片手の拍手

Blank2005-03-04

 言葉で言っても通じないからといって言葉を捨てるのは間違っている。でも、言葉で通じることはとても難しい。そもそも通じ合うこと自体がとても難しいのだ。誤解、行き違い、齟齬、ずれる会話、そらされあう視線、見られぬ場所で言葉もなく流される涙。ここはそんな諦めを誘うもので満ちあふれている素敵なゴミため場。ハロー、なつかしいトラッシュボックスへ今日もようこそ。クズやカスがゴロゴロしていて、穢れていて、触るだにおぞましく、興味本位でかき乱す者はいるけれど(ほんとうに驚くほどの数がいるけれど)、なにもここには転がっていないと思っていたのさ。君はそうじゃないのかい?そう信じているのならそれでもいいさ。

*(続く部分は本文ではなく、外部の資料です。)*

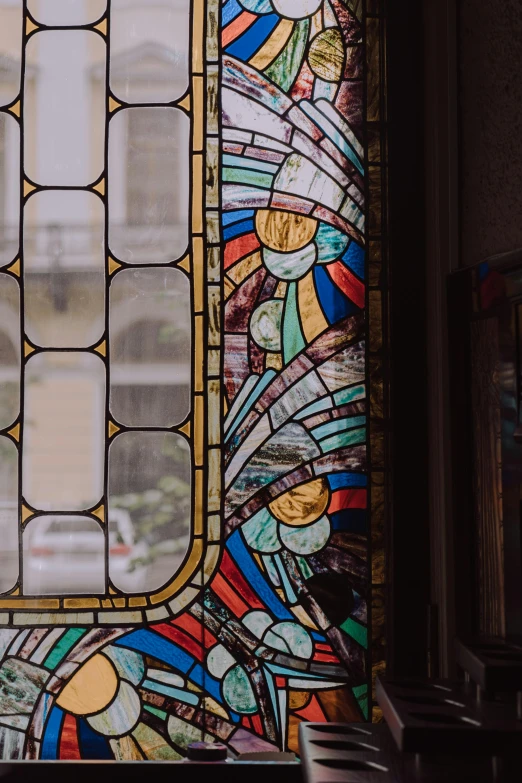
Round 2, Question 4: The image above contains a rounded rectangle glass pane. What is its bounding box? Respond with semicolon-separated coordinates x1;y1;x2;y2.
23;515;105;595
0;274;20;429
0;437;18;593
0;0;22;106
109;267;191;427
109;432;191;592
0;114;20;266
24;30;106;187
22;351;105;511
24;190;105;348
27;0;107;27
110;0;190;103
108;106;190;264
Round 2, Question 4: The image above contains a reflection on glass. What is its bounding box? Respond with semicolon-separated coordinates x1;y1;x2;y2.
23;351;105;511
27;0;107;27
109;432;191;592
23;516;105;596
24;30;106;187
0;274;20;429
24;190;105;348
109;0;190;103
109;107;189;264
0;437;18;593
0;114;20;266
110;267;190;427
0;0;23;106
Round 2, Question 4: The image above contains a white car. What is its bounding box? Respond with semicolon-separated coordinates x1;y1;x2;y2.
22;509;149;595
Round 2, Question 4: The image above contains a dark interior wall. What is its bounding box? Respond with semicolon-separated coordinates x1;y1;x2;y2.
458;0;522;266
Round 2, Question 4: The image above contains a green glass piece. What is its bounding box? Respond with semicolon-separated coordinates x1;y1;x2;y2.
44;628;86;670
265;19;310;92
241;508;281;554
283;283;305;364
223;666;257;715
341;617;368;650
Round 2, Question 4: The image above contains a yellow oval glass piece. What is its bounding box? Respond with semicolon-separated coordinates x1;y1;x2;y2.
56;654;118;715
256;209;317;253
270;478;330;527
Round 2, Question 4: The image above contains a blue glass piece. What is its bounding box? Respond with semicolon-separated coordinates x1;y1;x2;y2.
40;707;64;759
314;266;357;324
221;0;243;27
226;14;280;61
115;629;194;674
223;220;254;242
227;530;295;620
189;663;223;704
310;631;326;642
78;718;114;761
327;473;368;492
221;209;254;226
329;508;368;533
342;242;366;280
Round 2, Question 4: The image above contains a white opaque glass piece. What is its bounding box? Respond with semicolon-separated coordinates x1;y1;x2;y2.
109;267;191;427
24;190;105;348
109;107;190;264
0;0;22;106
0;437;18;593
0;274;20;429
27;0;107;27
22;351;105;511
23;515;105;596
0;114;20;266
109;432;191;592
109;0;190;103
24;30;106;187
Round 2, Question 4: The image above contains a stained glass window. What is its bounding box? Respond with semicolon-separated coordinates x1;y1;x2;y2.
0;0;387;760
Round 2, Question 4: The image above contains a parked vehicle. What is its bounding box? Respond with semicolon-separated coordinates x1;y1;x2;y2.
23;509;148;595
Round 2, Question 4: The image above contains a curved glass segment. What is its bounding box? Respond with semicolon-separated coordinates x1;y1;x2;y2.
109;106;190;264
22;351;105;511
109;432;191;593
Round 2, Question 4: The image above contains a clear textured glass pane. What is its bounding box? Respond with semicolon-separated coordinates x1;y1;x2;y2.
109;432;191;592
109;107;189;264
109;0;190;103
0;274;20;429
24;190;105;348
23;515;105;595
0;114;20;266
23;351;105;511
110;267;191;427
0;0;22;106
0;437;18;593
24;30;106;187
27;0;107;27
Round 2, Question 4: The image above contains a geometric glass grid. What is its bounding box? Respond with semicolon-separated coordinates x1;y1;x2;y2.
0;0;387;760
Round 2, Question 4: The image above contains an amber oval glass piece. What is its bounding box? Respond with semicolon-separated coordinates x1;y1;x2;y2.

 けれど、でも。ときどき信じられないほどに美しい宝石が転がっている。それは悲しいことに私のものではないけれど、とても美しい輝きで世界を明るくさせてくれる魔法の輝きをまとっていた。本当にそれは美しい輝きで、こんな世界をささやかに照らしていたのさ。

 ささやかなその魔法は解かれるときのためにかけられた。ありがとう、さようなら。それでもその光はきっとずっと輝きつづけることでしょう。願わくば、もう泣かないで。